Many would laugh at this roadmap, as there are so many ‘ifs’ and imponderables. But there is a method in this madness. The biggest question mark is about the role of Mian Nawaz Sharif and his party. On Thursday at a writers’ conference he again proved that he is probably the only obstacle left between Mr Zardari and a change. He is now the biggest protector of the president.  
Sharif spoke as if he was speaking as a loser. “Kaash mulk ko sahih chalaya jaata”, “kaash wo wade pooray kartay” and so many other “kaashs” (I wish, if it was so, I wish) was his repeated refrain. But he said democracy should not be equated with governance. That’s where his biggest failure is. He as a large Opposition has failed to keep democracy on the right track. He has condoned so much of corruption, mismanagement, deceit and the loot and plunder that every soul in the country is now asking for a change. No one wants to derail democracy but if the country is at this stage today, while Zardari is to be blamed, Mian Nawaz Sharif is an equal partner in crime because he has allowed all this in the name of preserving democracy. What has he done to keep democracy on the right track and check the government?

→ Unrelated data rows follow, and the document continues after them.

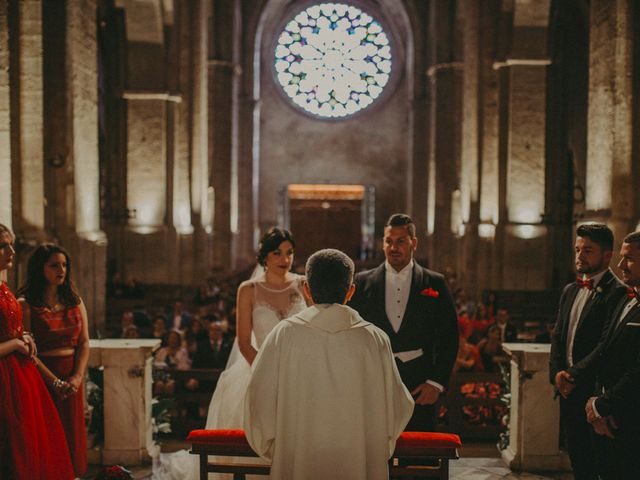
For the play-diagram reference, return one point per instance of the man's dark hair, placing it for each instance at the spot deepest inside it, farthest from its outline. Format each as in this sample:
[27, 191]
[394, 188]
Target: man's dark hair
[633, 237]
[402, 220]
[270, 242]
[329, 275]
[598, 233]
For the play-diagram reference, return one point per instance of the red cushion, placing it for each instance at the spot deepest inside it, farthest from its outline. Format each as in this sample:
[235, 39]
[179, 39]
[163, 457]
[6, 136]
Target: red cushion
[219, 437]
[427, 440]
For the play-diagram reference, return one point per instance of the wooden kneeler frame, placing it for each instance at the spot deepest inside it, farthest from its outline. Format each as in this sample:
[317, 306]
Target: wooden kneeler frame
[417, 454]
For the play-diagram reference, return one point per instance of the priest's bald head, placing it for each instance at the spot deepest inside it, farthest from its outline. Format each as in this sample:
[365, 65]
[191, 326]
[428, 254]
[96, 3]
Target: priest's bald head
[329, 277]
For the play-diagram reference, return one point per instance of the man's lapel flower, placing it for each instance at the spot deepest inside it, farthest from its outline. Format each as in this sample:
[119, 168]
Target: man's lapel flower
[430, 292]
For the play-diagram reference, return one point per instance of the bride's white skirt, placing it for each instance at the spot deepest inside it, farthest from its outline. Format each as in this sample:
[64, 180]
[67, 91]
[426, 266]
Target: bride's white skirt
[226, 411]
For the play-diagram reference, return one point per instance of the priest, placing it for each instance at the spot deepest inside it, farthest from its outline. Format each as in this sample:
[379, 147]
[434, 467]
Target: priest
[325, 398]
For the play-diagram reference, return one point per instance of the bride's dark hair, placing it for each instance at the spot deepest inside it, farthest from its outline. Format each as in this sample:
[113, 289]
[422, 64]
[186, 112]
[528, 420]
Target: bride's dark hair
[270, 242]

What he has to realise, and he does not, is that Zardari used him to grab all key seats of power, then ditched him, even tried to boot him out in Punjab, and continued with the loot and plunder. Sharif was left as a silent spectator. Zardari did not allow him to swim with him. Now Sharif has only one option left; to sink with Zardari and share the blame, just because he could not forego the small bit of power that he got in Punjab.
His dream of ruling Pakistan is sinking fast with his continuing association and defence of Zardari. He should know that Zardari is not democracy and both will not sink together; Sharif and Zardari will.  
How the roadmap should then be implemented is the key question. The Pakistani nation is fond of praying loudly and passionately for Divine mercy and help. Most of the time, these prayers are answered in the shape of more catastrophes, more devastation, bigger ordeals and more suffering.
So the nation should collectively pray that when this purely democratic, constitutional and peaceful roadmap is followed, the hidden hand of powers that always determine the end result does not move. Luckily, and with the mercy of God, these powers will not move, if the prayers are answered. But if these prayers are answered as they normally are in a negative way, the end result would be what the nation wants.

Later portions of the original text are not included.